1. INTRODUCTION AND CONTEXT 


Although the FAIR movement originated in the academic domain [1], industry has responded quickly 
realizing that they have similar data challenges, and in fact an early IMI project, Open PHACTS [2] was 
amongst the pioneers leading to the formulation of the FAIR guiding principles. Now, partners from many 
other industries have embarked on FAIR projects [Janssen, Novartis, Roche, Bayer, Deloitte, Castor, Euretos, 
Accenture, KPMG, Phortos Consultants, Taxonic, etc.] and IMI has two FAIR dedicated projects running 
[3]. These days traditional borders between industries are no longer a boundary to growth in the increasingly 
digital and data driven society.

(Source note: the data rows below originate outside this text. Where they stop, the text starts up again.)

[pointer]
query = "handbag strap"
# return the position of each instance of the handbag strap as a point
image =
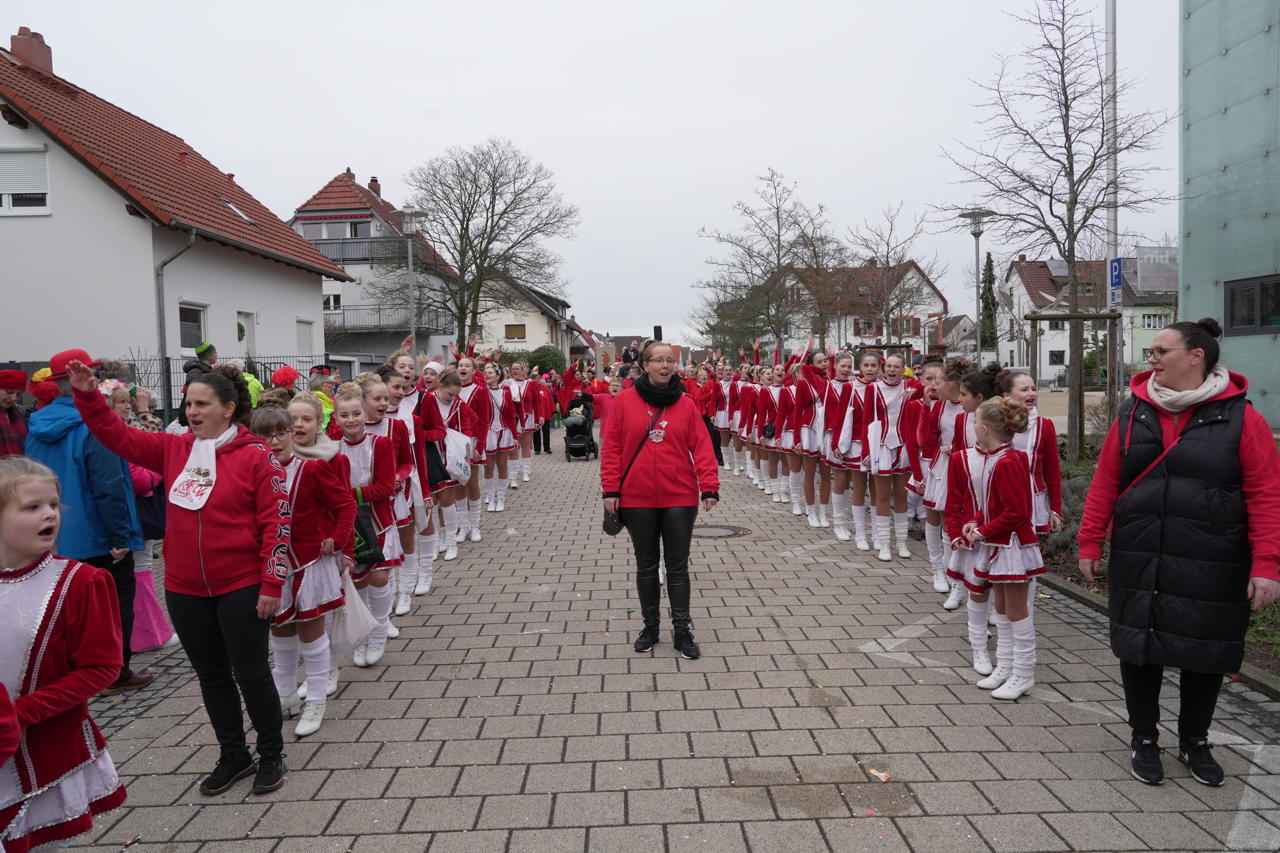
(643, 442)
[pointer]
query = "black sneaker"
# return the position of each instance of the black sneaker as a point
(227, 774)
(270, 775)
(647, 641)
(685, 644)
(1144, 761)
(1198, 757)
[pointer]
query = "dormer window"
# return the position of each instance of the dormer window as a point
(23, 181)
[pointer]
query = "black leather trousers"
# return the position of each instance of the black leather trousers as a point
(671, 528)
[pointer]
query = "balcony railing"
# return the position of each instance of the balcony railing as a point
(385, 318)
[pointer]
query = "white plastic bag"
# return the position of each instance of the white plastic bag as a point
(457, 448)
(352, 623)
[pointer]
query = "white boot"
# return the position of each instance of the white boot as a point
(977, 612)
(1023, 679)
(1004, 655)
(956, 597)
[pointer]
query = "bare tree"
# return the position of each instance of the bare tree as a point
(750, 273)
(888, 246)
(488, 211)
(1042, 167)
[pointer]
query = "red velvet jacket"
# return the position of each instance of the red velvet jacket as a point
(1258, 466)
(74, 655)
(1004, 510)
(676, 471)
(240, 537)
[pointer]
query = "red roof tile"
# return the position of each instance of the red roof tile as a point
(343, 194)
(156, 170)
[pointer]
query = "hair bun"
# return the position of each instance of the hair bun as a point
(1210, 325)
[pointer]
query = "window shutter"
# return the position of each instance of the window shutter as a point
(23, 172)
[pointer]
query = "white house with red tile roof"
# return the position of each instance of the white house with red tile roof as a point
(95, 200)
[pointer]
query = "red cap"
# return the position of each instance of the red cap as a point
(58, 364)
(13, 381)
(284, 377)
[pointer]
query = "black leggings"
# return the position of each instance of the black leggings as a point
(1142, 697)
(227, 646)
(126, 591)
(714, 434)
(672, 528)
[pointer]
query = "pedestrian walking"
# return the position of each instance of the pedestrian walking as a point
(60, 642)
(1187, 486)
(225, 551)
(656, 465)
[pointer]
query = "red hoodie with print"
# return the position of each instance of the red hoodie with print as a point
(240, 537)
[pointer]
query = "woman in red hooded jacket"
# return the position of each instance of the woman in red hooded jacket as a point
(225, 553)
(656, 464)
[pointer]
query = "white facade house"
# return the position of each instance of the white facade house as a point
(94, 200)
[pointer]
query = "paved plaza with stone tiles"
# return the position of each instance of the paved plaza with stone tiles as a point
(512, 716)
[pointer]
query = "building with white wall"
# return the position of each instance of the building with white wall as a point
(94, 200)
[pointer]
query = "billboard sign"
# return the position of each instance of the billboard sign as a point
(1157, 268)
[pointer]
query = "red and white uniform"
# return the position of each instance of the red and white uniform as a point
(936, 432)
(888, 428)
(501, 425)
(522, 395)
(59, 646)
(992, 489)
(373, 480)
(474, 396)
(849, 439)
(394, 429)
(1040, 443)
(323, 509)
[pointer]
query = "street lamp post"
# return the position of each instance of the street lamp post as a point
(976, 218)
(408, 222)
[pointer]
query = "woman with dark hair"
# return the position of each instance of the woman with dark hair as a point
(1187, 484)
(225, 556)
(656, 464)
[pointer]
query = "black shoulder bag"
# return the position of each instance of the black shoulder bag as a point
(613, 520)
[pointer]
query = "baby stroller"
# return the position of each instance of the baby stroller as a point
(579, 439)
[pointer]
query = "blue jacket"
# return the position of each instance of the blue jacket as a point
(99, 510)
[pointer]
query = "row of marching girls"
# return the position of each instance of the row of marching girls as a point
(993, 487)
(812, 433)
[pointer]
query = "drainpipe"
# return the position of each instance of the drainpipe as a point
(160, 324)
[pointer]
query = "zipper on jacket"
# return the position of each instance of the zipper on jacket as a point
(200, 546)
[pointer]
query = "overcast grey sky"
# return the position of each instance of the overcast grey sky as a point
(654, 117)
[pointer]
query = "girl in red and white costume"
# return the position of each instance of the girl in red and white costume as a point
(472, 395)
(769, 419)
(935, 433)
(990, 515)
(891, 454)
(850, 445)
(442, 410)
(813, 391)
(1040, 443)
(524, 395)
(324, 515)
(374, 480)
(378, 404)
(59, 647)
(840, 391)
(976, 388)
(499, 437)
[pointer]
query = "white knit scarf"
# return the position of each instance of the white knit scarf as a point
(1176, 401)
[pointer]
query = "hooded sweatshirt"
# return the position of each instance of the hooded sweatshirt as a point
(240, 537)
(1258, 465)
(99, 510)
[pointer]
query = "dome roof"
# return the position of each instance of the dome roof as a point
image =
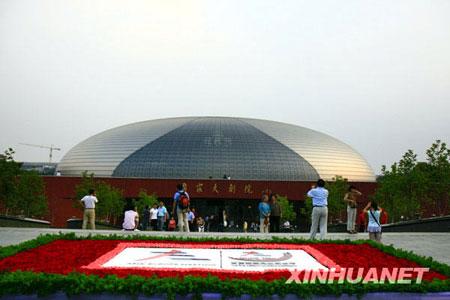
(209, 147)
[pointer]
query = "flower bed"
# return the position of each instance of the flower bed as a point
(80, 265)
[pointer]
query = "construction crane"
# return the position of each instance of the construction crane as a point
(51, 148)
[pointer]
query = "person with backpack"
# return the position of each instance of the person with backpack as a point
(181, 202)
(374, 226)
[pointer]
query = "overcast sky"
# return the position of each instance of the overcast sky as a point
(374, 74)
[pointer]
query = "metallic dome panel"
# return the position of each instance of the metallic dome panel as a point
(211, 147)
(199, 147)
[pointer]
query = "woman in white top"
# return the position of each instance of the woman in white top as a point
(130, 220)
(374, 227)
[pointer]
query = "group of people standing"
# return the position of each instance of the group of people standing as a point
(319, 215)
(270, 213)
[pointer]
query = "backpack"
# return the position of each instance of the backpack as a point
(183, 201)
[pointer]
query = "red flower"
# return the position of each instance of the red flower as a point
(66, 256)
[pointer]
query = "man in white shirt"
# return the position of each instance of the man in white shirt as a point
(88, 203)
(319, 215)
(130, 220)
(154, 217)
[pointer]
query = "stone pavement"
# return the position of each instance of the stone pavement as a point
(436, 245)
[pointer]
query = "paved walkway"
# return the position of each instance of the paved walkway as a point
(436, 245)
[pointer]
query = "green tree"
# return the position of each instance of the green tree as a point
(287, 209)
(9, 172)
(31, 198)
(438, 158)
(409, 187)
(21, 192)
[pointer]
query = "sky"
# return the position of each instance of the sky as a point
(373, 74)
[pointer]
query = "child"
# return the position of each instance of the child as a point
(172, 224)
(373, 215)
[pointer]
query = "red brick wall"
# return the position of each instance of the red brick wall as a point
(60, 191)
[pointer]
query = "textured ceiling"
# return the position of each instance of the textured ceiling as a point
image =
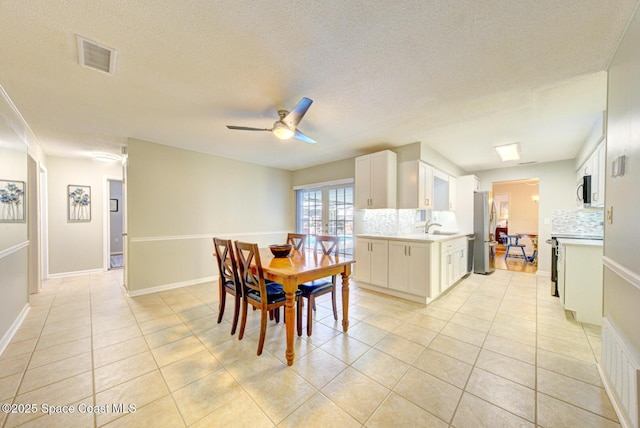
(460, 76)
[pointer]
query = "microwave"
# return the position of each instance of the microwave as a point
(583, 191)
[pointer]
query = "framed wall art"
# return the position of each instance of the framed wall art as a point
(79, 203)
(12, 209)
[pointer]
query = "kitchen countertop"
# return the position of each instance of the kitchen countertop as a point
(571, 241)
(417, 237)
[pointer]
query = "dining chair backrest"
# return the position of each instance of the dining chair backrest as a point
(251, 278)
(298, 240)
(329, 245)
(227, 266)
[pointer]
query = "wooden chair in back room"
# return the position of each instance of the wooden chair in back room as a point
(260, 294)
(228, 279)
(328, 246)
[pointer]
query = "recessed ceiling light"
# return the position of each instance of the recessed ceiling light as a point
(508, 152)
(106, 157)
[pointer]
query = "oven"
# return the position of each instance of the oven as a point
(555, 262)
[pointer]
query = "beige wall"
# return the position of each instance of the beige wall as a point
(337, 170)
(77, 247)
(621, 238)
(556, 186)
(13, 236)
(178, 200)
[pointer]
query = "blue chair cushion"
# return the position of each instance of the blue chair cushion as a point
(315, 286)
(275, 293)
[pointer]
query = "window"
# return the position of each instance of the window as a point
(326, 210)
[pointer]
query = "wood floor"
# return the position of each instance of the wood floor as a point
(512, 263)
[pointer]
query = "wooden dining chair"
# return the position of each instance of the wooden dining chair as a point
(298, 240)
(228, 279)
(328, 246)
(256, 291)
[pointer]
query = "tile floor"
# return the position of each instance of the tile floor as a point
(496, 351)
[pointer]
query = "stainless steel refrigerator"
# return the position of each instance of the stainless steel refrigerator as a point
(484, 225)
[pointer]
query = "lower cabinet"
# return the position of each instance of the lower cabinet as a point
(414, 270)
(580, 281)
(453, 262)
(408, 267)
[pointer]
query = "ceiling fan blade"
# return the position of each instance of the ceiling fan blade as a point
(302, 137)
(295, 116)
(246, 128)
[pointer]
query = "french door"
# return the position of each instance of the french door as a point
(326, 210)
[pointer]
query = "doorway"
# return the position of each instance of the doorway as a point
(115, 224)
(517, 225)
(326, 210)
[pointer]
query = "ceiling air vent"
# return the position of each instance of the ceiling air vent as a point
(94, 56)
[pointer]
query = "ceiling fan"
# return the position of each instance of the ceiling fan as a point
(286, 127)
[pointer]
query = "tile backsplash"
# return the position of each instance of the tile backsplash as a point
(392, 222)
(587, 222)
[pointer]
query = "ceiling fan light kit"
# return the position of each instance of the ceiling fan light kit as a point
(282, 131)
(286, 127)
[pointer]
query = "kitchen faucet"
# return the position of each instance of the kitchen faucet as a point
(429, 225)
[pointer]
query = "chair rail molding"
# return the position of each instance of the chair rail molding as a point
(14, 249)
(626, 274)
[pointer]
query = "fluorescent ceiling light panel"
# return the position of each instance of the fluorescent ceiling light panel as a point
(106, 157)
(508, 152)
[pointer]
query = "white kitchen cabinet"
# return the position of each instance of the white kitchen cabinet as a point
(372, 256)
(409, 267)
(599, 166)
(415, 185)
(465, 188)
(595, 166)
(453, 194)
(375, 182)
(453, 262)
(580, 280)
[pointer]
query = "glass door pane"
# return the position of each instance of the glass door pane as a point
(326, 211)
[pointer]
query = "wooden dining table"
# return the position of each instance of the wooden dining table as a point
(300, 267)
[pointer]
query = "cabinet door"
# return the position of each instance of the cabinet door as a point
(598, 189)
(379, 262)
(425, 186)
(363, 182)
(418, 269)
(363, 257)
(453, 193)
(398, 265)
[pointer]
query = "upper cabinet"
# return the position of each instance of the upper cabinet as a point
(376, 177)
(441, 193)
(422, 187)
(415, 185)
(453, 194)
(595, 166)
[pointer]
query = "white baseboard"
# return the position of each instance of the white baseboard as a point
(77, 273)
(620, 374)
(134, 293)
(6, 339)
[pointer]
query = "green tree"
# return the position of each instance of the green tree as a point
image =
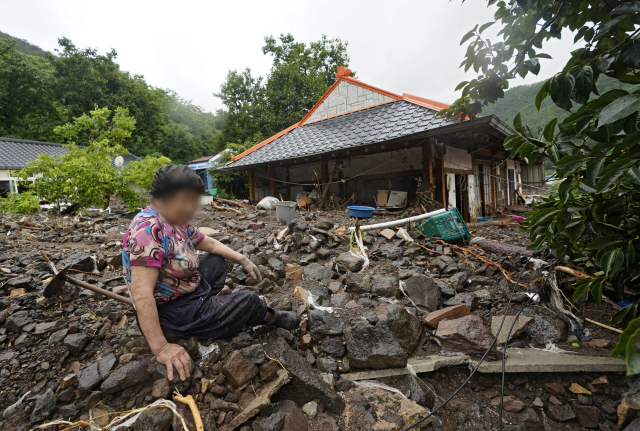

New partnerships arise because no single organization can deliver all the 
value required for servicing the “smart planet”. Businesses must make cross disciplinary connections, 
breakdown data silos and strive for synergy, using cutting-edge methodologies and tools to identify, develop 
and deliver new value. An emerging challenge is that data in companies that are merging or starting to 
collaborate are as difficult to find, access, interoperate, and thus reuse, across different partners as appeared 
to be the case in academia. 


2. THE VALUE OF FAIR DATA 


Research data is one of the most valuable resources we have in the world, as it is the key ingredient to 
innovation, ultimately leading to societal benefits, like alternative energy options, or treatments of diseases. 
Every element of data could potentially contain a clue that can lead to an important discovery. However, 
in industry, much like in academia, research data is rarely leveraged beyond its original intended purpose 
[2]. This is not only based on deliberate data protection, but also on a lack of findability. That means that 
making data FAIR in industry, and ensuring interoperability and reusability presents a huge opportunity for 
industry, but ultimately also for society as a whole. 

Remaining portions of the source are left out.